My birthday? Well, that sucked.

Picture CD asking me for present suggestions at 11AM on my birthday morning. No, he wasn't looking for GOOD suggestions (like a chunky sapphire and platinum ring or a vintage Jag) but BAD suggestions (like things he can get for under $10. At the grocery store. While picking up a gallon of milk with Bear in tow).

And when Bear whispered to him later that it was time to light candles on a cake and sing, CD looked at him blankly and said "no cake".

Those two words? Are EVIL.

Luckily? My girlfriends are the kind of women who came galloping in, like shimmering Valkyries in Hondas.

Off first for an outstanding manicure. We were laughing so hard in the spa's front window that an old man walking up the street in an old-fashioned camel hair coat and plaid hat stopped and looked in at us.
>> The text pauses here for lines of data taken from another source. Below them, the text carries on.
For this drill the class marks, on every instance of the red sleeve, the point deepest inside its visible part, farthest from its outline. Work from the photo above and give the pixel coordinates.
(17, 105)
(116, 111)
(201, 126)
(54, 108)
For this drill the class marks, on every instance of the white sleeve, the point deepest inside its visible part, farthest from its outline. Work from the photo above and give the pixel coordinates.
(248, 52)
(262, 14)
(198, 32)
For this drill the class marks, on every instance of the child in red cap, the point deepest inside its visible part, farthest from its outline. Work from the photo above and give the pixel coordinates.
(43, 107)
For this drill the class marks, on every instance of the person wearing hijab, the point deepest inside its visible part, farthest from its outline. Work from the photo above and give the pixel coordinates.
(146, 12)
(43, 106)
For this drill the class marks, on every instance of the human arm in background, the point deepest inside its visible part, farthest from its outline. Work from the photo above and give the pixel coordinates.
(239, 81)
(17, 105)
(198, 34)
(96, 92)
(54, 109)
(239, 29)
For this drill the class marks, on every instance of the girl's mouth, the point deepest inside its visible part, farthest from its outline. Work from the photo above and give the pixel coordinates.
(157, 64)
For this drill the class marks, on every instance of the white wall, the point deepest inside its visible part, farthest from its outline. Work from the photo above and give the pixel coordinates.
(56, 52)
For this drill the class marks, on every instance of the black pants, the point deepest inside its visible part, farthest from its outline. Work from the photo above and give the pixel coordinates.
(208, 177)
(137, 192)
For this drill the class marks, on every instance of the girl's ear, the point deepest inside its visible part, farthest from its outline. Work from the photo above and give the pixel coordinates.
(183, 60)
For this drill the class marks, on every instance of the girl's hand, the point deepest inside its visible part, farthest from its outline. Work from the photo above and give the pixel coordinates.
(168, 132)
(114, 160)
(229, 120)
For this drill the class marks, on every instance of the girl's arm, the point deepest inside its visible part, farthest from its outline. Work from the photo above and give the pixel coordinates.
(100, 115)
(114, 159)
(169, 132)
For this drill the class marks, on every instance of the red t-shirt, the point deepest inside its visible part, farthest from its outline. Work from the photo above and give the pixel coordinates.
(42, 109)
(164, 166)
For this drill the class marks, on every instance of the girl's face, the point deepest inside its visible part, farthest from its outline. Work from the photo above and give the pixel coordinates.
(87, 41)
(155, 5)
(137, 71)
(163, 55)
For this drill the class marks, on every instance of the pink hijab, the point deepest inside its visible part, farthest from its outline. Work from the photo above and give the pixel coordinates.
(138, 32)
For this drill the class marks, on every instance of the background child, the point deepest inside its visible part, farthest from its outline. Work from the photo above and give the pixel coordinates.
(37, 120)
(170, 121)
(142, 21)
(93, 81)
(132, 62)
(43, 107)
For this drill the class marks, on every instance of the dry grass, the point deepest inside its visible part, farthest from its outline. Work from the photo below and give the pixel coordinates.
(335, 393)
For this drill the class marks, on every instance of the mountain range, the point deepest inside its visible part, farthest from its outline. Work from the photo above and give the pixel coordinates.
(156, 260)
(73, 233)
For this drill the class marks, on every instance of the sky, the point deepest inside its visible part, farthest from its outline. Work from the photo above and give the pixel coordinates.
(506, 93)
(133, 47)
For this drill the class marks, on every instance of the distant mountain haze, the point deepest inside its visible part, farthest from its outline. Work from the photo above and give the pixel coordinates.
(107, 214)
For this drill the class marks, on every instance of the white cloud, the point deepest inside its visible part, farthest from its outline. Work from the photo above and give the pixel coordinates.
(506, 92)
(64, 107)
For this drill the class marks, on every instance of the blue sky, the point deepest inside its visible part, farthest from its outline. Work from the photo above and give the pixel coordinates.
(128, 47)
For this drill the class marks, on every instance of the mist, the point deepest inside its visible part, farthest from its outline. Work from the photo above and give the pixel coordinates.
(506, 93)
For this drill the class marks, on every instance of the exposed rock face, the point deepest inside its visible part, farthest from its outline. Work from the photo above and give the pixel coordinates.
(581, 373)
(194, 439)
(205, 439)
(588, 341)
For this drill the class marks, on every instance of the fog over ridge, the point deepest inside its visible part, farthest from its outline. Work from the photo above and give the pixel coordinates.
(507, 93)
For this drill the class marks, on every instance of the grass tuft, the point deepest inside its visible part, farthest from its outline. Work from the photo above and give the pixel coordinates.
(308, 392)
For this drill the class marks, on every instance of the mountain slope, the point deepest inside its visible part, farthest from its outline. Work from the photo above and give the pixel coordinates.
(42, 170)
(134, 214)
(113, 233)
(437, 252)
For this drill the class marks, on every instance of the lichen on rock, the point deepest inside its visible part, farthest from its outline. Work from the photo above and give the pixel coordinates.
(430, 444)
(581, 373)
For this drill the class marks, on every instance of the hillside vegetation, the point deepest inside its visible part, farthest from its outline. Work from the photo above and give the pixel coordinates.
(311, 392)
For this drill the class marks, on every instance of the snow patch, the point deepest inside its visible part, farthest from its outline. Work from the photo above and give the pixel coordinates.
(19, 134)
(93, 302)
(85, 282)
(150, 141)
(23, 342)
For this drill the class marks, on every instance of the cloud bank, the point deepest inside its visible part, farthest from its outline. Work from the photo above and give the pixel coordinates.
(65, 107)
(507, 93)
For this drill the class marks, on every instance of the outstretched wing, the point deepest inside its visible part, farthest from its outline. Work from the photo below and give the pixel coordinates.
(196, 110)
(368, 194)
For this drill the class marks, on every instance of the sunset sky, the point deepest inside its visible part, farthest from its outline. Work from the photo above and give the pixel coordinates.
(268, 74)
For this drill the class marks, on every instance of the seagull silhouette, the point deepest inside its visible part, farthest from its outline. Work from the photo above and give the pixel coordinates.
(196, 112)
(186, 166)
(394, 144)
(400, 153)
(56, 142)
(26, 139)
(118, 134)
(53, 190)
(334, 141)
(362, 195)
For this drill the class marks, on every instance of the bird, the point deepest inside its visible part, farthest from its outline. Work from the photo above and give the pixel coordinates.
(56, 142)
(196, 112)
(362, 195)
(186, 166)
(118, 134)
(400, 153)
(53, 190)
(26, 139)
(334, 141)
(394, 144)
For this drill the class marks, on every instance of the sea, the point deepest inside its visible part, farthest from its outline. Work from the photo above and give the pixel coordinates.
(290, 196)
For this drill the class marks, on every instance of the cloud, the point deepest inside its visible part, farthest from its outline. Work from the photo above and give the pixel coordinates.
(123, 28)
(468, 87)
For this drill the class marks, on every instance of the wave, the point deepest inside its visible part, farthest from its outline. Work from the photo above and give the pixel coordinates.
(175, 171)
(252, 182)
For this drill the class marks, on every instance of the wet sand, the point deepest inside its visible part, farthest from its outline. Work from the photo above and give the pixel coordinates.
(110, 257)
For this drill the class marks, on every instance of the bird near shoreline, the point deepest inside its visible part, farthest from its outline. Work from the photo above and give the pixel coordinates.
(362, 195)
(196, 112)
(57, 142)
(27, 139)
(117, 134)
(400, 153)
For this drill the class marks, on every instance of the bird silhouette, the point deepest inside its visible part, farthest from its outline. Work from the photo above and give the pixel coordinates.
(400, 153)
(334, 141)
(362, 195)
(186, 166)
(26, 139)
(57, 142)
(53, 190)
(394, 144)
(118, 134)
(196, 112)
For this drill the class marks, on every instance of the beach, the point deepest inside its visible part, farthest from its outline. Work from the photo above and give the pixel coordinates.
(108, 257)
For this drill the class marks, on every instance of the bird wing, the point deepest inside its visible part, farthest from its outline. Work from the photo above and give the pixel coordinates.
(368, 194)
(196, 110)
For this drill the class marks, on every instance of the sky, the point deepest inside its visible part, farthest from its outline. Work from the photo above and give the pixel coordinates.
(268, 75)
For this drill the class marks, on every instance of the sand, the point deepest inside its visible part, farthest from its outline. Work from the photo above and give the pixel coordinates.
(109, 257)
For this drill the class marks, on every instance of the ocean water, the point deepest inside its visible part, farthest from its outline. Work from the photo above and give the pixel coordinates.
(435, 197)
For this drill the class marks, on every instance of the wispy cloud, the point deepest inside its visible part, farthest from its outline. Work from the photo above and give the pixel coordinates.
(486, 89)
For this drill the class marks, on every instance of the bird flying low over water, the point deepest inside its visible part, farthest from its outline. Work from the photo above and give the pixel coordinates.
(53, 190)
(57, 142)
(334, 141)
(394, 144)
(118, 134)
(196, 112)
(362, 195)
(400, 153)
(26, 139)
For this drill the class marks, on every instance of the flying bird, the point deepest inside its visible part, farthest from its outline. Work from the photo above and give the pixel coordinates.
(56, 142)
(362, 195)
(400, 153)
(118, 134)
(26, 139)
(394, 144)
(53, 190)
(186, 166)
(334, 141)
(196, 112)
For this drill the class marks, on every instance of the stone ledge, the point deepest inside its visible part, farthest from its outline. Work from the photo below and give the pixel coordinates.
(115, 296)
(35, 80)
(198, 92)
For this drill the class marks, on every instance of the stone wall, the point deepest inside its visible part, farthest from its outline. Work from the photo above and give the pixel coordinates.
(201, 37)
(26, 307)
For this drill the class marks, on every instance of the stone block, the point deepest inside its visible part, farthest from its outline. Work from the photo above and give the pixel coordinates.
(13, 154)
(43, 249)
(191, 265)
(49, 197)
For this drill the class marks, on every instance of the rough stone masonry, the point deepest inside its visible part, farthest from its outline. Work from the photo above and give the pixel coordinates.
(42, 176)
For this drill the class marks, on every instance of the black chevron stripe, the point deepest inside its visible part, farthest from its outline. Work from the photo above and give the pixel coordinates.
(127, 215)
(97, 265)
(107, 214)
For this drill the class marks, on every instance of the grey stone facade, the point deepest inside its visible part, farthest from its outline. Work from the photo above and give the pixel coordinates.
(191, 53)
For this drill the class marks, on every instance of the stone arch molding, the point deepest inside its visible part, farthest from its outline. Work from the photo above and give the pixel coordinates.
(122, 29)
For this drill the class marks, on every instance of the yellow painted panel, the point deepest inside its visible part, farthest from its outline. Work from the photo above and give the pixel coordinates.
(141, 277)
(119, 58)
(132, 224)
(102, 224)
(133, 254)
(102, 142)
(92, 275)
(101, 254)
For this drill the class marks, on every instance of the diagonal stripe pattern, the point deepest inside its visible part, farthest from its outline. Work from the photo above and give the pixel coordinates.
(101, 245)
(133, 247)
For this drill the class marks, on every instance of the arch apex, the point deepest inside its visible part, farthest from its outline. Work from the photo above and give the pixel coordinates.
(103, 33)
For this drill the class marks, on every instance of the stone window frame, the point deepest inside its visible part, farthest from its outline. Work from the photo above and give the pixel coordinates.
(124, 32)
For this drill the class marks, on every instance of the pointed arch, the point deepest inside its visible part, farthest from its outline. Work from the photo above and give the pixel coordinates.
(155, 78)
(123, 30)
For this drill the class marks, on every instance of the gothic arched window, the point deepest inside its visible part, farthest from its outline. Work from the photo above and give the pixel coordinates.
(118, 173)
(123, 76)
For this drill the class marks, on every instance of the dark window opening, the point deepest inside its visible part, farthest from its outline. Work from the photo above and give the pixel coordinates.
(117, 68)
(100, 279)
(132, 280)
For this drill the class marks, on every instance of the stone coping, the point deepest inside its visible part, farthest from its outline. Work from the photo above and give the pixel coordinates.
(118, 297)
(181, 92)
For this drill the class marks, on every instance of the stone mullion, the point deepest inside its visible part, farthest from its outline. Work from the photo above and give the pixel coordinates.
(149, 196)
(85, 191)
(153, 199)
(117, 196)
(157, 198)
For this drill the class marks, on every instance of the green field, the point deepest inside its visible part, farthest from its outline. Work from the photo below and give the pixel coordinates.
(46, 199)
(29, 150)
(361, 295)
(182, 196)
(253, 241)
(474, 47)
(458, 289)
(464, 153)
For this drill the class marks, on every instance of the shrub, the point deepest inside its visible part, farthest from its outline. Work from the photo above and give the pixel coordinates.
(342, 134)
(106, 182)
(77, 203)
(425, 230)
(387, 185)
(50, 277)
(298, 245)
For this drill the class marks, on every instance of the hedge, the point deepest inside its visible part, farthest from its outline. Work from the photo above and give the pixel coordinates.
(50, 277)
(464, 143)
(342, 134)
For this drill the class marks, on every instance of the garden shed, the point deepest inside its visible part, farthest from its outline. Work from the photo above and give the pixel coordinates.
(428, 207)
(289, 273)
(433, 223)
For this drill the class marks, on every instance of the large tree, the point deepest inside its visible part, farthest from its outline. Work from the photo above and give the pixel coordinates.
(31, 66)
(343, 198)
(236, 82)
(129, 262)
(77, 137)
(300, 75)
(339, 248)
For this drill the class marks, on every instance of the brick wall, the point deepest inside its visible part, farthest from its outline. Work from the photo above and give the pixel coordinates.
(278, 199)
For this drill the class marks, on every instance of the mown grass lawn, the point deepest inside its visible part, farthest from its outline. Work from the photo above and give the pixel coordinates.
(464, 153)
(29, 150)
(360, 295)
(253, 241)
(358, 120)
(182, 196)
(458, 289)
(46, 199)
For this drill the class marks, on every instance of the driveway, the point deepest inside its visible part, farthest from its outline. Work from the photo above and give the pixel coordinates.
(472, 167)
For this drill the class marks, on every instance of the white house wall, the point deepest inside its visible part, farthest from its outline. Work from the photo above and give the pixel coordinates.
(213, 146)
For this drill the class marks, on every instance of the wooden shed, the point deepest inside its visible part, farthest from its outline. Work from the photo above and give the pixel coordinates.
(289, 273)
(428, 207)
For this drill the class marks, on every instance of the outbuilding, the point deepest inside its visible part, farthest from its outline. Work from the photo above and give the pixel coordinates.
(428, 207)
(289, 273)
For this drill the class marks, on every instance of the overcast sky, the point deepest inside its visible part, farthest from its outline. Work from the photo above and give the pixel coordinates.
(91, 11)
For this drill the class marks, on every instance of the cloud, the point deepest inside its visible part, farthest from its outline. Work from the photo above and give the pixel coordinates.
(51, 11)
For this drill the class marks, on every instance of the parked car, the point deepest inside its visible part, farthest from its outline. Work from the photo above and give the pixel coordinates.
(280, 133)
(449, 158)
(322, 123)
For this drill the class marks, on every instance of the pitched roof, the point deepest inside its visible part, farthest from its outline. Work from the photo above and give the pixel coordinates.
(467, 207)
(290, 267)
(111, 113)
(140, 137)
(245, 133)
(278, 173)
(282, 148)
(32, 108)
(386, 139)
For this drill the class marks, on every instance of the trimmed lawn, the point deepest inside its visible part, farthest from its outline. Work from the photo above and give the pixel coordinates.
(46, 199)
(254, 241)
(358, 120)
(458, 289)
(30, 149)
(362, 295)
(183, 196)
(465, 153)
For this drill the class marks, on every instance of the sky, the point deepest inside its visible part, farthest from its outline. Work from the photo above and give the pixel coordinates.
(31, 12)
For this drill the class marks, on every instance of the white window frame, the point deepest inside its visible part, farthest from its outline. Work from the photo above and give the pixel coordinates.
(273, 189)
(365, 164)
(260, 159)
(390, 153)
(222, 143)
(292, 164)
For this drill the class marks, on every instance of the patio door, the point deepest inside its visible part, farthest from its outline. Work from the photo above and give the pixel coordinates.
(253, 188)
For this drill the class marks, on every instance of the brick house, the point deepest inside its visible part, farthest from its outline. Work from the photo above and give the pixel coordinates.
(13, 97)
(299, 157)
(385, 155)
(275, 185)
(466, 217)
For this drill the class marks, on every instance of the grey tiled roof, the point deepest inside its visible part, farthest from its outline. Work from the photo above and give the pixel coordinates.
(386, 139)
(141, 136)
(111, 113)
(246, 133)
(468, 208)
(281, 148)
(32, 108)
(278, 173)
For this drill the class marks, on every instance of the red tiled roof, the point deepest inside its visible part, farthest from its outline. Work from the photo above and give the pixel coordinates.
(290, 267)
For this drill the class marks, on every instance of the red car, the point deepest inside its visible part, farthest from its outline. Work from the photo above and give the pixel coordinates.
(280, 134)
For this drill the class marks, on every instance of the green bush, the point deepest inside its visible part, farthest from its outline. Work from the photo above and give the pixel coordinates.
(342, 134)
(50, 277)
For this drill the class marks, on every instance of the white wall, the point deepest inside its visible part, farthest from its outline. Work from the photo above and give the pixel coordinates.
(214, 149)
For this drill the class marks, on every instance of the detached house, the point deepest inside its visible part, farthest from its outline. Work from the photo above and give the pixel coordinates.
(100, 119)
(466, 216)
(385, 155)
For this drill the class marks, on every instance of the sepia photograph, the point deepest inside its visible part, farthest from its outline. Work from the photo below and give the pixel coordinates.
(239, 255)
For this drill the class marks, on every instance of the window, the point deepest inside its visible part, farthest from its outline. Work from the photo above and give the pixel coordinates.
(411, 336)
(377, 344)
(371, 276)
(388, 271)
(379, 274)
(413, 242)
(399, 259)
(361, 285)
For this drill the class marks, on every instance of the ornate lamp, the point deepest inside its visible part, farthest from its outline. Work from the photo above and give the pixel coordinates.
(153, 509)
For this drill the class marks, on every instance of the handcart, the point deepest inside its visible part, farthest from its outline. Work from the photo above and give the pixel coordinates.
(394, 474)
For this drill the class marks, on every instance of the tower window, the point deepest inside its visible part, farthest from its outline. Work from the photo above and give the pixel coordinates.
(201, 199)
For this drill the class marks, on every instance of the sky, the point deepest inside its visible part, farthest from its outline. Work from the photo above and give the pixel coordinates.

He waved. We waved back. He grinned. We grinned back. Before it got creepy, he took off. A few minutes later, he came back down the sidewalk. And older lady on his arm, her shopping in his other hand. He mimed an introduction, we smiled at them happily.

Then it was off for some fabulous authentic Itlalian food. With lots of cocktails. We twizzled our fingertips under the candlelight and said - look, how pretty our red nails look in this light.

It was a rotten day that improved with age. My girlfriends let me know that I am loved. They are the kind of women that will drive round-trip 6 hours and never let me feel the obligation for it.

The night finished with the new inane Bridget Jones movie. Because, well, Colin. And Hugh.

I slept in a comfy guest bed and in the morning there was homemade cafe mocha, with cinnamon sprinkles.

The best gift I got for my birthday this year? The friendship of my amazing girlfriends. Who are, in real life and in the blogisphere, some of the most amazing kick-ass strong beautiful women you could find.